5 Sep 2012
A question I get regularly from other sysadmins - how to tell if you’re running a 32 or 64 bit install (vs CPU) of Linux?
Here’s one way - use the file command on /sbin/init:
# on a 32 bit install % file /sbin/init /sbin/init: ELF 32-bit LSB executable.... # on a 64 bit install % file /sbin/init /sbin/init: ELF 64-bit LSB shared object, x86-64...
I got a few comments on this (thank you) saying that I was wrong or “haven’t you heard of uname?”…
1. CPU vs Kernel
One comment said I was wrong and should use grep against the cpu info:
$ grep ^flags /proc/cpuinfo | grep lm
Unfortunately the commenter hadn’t read my post correctly - I’m interested in whether the operating system is 32⁄64 bit, not the cpu.
2. Use uname
Other comments said I should use uname with particular flags (as if I’d never heard of uname before….). Unfortunately the manpage for uname is a good example of manpage considered harmful. Let’s have a look at what it says for the various options:
% man uname ... -m, --machine print the machine hardware name -p, --processor print the processor type or "unknown" -i, --hardware-platform print the hardware platform or "unknown" ...
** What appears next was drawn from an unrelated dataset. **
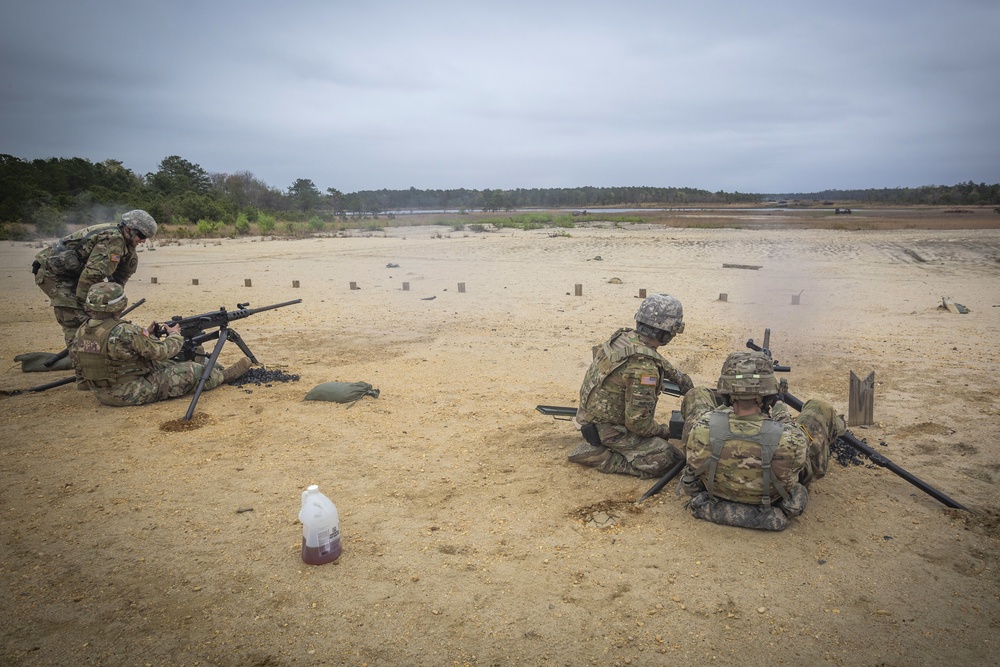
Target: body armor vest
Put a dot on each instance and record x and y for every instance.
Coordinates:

What is the difference between the “machine hardware name”, the “processor type”, and the “hardware platform”? Googling doesn’t turn up a good explanation. I could look at the source code for uname, or run uname on a machine I which already has known hardware and interpret the results, then work out the flags to use on the target machine. Or I could just rote-memorise uname -m and not know what it means.
Bzzt, fail. I know what the file command does, I use it regularly for cross-compiling stuff.